= David Liddiment =

BBC Trustee

David Liddiment (born 20 September 1952) is Creative Director of the independent production company All3Media. He is also an associate of The Old Vic Theatre Company and a member of the BBC Trust, the governing body of the British Broadcasting Corporation.

Liddiment was director of programmes and channels at ITV (1997–2002), a role in which he was portrayed by actor Risteárd Cooper in the ITV drama Quiz in 2020. He was also head of entertainment at the BBC (1993–1995). His programme commissions included Pop Idol, Fat Friends, and Men Behaving Badly.
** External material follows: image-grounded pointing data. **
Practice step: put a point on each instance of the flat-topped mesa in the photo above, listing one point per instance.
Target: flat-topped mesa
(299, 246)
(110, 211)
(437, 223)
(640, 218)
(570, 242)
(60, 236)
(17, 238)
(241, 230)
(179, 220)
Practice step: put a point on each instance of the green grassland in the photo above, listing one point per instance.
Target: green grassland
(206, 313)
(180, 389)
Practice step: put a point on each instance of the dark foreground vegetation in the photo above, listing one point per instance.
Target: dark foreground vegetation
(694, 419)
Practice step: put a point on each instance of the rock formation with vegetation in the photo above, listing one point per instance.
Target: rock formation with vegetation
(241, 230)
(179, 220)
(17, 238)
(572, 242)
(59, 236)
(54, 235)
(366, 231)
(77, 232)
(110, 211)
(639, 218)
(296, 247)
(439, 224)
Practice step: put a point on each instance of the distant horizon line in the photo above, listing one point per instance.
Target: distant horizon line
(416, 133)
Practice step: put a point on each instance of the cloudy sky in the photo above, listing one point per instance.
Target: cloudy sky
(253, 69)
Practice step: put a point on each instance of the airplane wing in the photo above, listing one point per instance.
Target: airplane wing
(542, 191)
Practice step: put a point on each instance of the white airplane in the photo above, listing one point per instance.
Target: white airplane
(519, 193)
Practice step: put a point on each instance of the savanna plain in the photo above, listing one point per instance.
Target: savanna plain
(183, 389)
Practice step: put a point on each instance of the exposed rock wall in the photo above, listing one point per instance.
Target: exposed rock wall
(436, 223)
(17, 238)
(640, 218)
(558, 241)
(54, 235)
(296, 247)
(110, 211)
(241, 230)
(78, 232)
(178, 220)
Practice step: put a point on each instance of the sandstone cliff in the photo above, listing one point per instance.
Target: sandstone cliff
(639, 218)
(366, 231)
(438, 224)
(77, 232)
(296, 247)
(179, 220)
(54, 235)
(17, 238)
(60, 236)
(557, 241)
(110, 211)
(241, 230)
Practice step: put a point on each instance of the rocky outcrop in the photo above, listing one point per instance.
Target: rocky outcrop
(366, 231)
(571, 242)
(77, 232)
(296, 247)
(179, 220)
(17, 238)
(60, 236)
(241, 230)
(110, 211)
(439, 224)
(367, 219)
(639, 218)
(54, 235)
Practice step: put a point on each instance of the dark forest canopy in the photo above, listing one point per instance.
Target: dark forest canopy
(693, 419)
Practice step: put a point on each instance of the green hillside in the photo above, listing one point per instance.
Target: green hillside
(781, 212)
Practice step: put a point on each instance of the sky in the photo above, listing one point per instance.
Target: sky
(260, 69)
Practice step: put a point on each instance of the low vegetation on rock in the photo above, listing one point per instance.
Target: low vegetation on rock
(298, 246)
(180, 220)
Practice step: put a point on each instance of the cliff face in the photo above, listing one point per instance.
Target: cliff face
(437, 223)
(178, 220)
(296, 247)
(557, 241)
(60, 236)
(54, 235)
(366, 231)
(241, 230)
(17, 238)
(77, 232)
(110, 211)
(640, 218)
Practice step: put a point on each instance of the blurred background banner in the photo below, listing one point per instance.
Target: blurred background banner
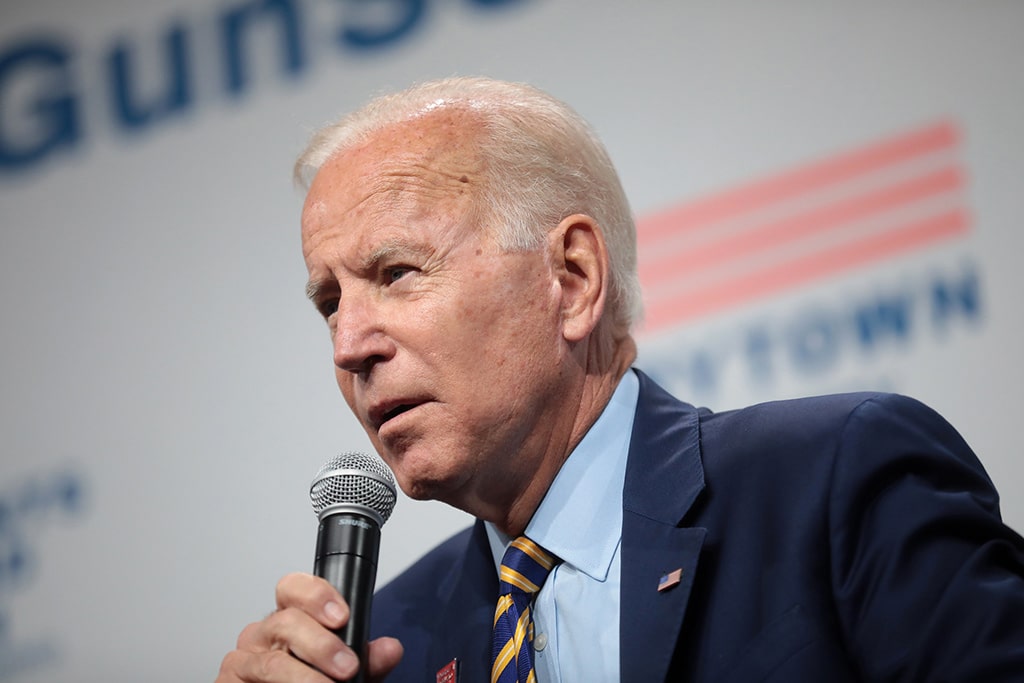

While working for Granada Television, he was an executive producer on Coronation Street (1987–1991).

In 2003, Liddiment was presented with the Royal Television Society's Gold Medal for outstanding services to television.

On 1 November 2006, Liddiment was appointed as one of the founding members of the BBC Trust, which along with a formal Executive Board replaced the former BBC Board of Governors as the governing body of the BBC. He served for two term which expires on October 2014.

Liddiment is chairman of the Trust's Audiences and Performance Committee, which monitors the performance of all of the BBC's public services (television, radio and online).

In September 2015, Liddiment became a non-executive director of FremantleMedia in the UK.Liddiment lives in west London with Michael Denardo (b. 29 May 1960, USA).